12.07.2016

Suicide is NOT the Answer!

"I want to die."

I said this to my husband or thought this every day for 5 months (from November 2015 to March 2016).  Even if it was the best day I had had in a long time, I still couldn't shake the thought that death felt like a better option for me.  I didn't want to go on, and I honestly thought it was only a matter of time before I would be gone.  Sometimes I prayed that God would take me so that it wouldn't be wrong, and sometimes I asked for my husband to pray for that, too.  I can only imagine the pain and fear that must have surrounded him during my darkest moments.

At first, it was just a thought, but after a few weeks, it got more serious, and I thought about the specific details of how I would do it.  One cold, November evening in 2015, I was in a deep, dark, bad place.  I thought that there was no way I could make it through the week.  In fact, I didn't even think I could make it through the next day, so I started formulating a plan.  As I was intently focused on these terrible thoughts, my husband recognized my silence and broke through my thoughts by asking, "What are you thinking about?"

More silence followed as I thought: How am I supposed to explain to him that I have reached this point of complete helplessness, hopelessness, and darkness?  How am I supposed to tell him what I am actually thinking?
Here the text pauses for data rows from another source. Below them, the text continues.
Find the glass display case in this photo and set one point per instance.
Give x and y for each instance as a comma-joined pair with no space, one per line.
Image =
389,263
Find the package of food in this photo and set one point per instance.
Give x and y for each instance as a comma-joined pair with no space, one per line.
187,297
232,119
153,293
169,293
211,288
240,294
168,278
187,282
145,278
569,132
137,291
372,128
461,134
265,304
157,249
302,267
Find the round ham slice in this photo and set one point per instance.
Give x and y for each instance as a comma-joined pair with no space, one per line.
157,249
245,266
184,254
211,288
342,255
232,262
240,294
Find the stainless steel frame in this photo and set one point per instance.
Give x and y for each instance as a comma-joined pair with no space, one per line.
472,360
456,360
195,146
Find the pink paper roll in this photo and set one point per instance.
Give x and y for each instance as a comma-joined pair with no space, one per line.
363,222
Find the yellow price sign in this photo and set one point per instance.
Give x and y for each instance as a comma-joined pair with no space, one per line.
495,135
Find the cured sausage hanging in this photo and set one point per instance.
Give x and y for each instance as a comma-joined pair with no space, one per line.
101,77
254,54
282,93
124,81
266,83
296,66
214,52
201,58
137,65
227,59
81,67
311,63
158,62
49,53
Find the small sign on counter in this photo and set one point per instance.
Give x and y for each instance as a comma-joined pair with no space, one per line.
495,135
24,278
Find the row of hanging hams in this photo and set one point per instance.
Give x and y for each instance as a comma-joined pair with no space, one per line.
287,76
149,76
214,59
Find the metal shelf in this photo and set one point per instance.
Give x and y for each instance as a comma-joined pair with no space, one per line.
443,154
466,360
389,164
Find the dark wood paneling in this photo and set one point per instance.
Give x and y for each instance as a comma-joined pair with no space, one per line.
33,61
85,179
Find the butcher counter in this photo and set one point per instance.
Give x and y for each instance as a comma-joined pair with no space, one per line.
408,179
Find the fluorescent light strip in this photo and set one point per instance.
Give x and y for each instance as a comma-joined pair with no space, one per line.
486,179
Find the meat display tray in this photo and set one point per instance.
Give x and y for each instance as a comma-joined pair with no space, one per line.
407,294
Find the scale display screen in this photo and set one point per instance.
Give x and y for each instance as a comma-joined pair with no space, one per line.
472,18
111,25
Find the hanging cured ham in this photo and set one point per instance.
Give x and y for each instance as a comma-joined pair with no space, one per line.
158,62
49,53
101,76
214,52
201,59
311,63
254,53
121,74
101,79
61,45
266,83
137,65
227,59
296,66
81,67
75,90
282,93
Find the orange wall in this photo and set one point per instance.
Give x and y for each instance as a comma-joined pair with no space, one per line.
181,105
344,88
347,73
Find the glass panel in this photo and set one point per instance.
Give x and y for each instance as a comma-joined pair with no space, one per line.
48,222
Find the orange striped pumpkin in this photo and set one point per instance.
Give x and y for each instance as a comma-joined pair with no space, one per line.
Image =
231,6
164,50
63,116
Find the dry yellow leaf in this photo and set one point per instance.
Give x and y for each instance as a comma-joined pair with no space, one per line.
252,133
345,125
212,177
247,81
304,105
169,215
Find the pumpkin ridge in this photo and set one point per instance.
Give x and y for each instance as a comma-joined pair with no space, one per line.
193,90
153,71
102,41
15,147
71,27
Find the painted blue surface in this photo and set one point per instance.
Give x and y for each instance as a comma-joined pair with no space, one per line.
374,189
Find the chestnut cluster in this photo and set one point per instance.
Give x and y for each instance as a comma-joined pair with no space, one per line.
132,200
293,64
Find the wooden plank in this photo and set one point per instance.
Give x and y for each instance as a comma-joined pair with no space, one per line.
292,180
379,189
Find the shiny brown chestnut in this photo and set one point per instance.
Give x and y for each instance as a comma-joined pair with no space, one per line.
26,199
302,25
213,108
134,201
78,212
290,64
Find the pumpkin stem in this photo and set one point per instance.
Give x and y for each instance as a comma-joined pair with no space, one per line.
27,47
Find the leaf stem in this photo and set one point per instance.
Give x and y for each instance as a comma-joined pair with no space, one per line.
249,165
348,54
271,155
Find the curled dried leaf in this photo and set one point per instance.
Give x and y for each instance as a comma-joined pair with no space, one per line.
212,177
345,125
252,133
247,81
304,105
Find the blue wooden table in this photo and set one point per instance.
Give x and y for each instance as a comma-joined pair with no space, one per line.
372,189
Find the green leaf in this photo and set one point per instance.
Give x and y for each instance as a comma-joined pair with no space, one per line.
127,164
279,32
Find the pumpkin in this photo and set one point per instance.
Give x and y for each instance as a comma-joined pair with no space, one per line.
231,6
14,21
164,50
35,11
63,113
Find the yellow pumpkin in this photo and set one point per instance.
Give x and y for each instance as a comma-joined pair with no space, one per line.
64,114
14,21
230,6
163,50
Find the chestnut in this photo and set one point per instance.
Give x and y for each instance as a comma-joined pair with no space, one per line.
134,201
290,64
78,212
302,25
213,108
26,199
After a few minutes, I very quietly mumbled, "I want to die, and I was sitting here planning it out."  Of course, he was worried.  Of course, he took immediate action to help me.  Of course, he wanted to do everything in his power to keep me here, to bring light back into my life, and to give me hope.

His five words of asking what I was thinking about changed my life.  I really think God must have intervened, because I don't think there is any other way that my husband would have known exactly what to ask at exactly the right moment, or that I could have shared the dark thoughts in my mind at that moment.

Over the next few months, through the valiant efforts of my husband and the help of a counselor, I was eventually able to overcome these daily thoughts and rise out of the darkness that surrounded me. God even allowed me to completely escape the heavy and strong grip of depression for 3 months this last summer.  It felt so good, so refreshing, so rejuvenating.  Some days during the summer, my mind would turn back to the 5 months of darkness, the 5 long months when I was sure that all hope was lost and that I would never see light again.  I was filled with gratitude that my husband asked a critical question at a critical time, so that I didn't act on the dark feelings that surrounded me, and so that I could get to that point of feeling happiness and hope again, something I was convinced only a few months earlier that I would never reach.

While experiencing this time of light, I was able to realize that light ALWAYS comes again, even if we feel surrounded by darkness.  Going through depression isn't going deeper and deeper into a cave.  It's going through a tunnel, where someday we will reach the end and there will be light again, even though everything is dark in the present.  The light always comes again, so we have to trust in future light, when there is nothing but darkness.

Now I am in darkness again.  Don't worry!  I'm not completely helpless or hopeless right now, but I am in darkness.  I am trusting in God that the light will come again and that there is always hope.  If you are in darkness, PLEASE do not give up on yourself or on your life.  Trust me when I say that the light always comes again.  It will come, and when it does, it will far outweigh the pain and darkness that led to it.  Open up to someone, anyone.  Get help.  We can trust in the future light together and help each other until we get there again.

1 comment:

  1. Thank you for sharing your experience. I know that darkness. And, you are right! The light always comes again. What a great reminder, too, that we should follow through on our promptings like your husband did. No matter how awkward they may seem in the moment, it may mean a world of difference to someone else.